LITTLE ROCK — Attorney General Dustin McDaniel’s office has asked a federal judge to put on hold a challenge to Arkansas’ same-sex marriage ban until the U.S. Supreme Court rules in a similar case in Utah.
The attorney general’s office filed a motion Wednesday asking U.S. District Court Kristine Baker to stay proceedings in a lawsuit by two same-sex couples alleging that Arkansas’ same-sex marriage ban is unconstitutional.
A separate lawsuit in Pulaski County Circuit Court resulted in a May ruling that the ban is unconstitutional, but that ruling has been stayed while the case is on appeal.
In its motion Wednesday in the federal case, the attorney general’s office noted that the state of Utah has filed an appeal with the U.S. Supreme Court in a successful challenge to its same-sex marriage ban, which according to the motion, is “substantively identical” to Arkansas’ constitutional amendment banning same-sex marriage.

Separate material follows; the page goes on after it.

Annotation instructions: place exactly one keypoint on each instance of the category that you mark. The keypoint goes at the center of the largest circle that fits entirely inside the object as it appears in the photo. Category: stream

“Only the United States Supreme Court can decide the constitutionality of state marriage laws under the federal Constitution in a way that commands the respect, allegiance and compliance of all states — and until the United States Supreme Court provides that decision, any lower court ruling, including a ruling by this court in this case, is subject to reversal,” Assistant Attorney General Nga Mahfouz argued in the motion.
Jack Wagoner, attorney for the plaintiffs, said Wednesday, “We’re looking at (the motion) and trying to figure out where we’re going to go from here, but I don’t think that in general it’s a basis to halt litigation throughout the country because there’s a case out there that may get decided by the Supreme Court in a year or two.”
Wagoner said his clients want a ruling that will clear the way for same-sex marriages in Arkansas.
“Their constitutional rights are being violated as we sit here,” he said.
More than 500 same-sex couples obtained marriage licenses in Arkansas after Pulaski County Circuit Judge Chris Piazza ruled May 9 that Arkansas’ marriage amendment and all related laws were unconstitutional. The issuing of same-sex marriage licenses was halted a week later when the state Supreme Court stayed Piazza’s ruling.
The attorney general’s office is appealing Piazza’s ruling to the 8th U.S. Circuit Court of Appeals in St. Louis.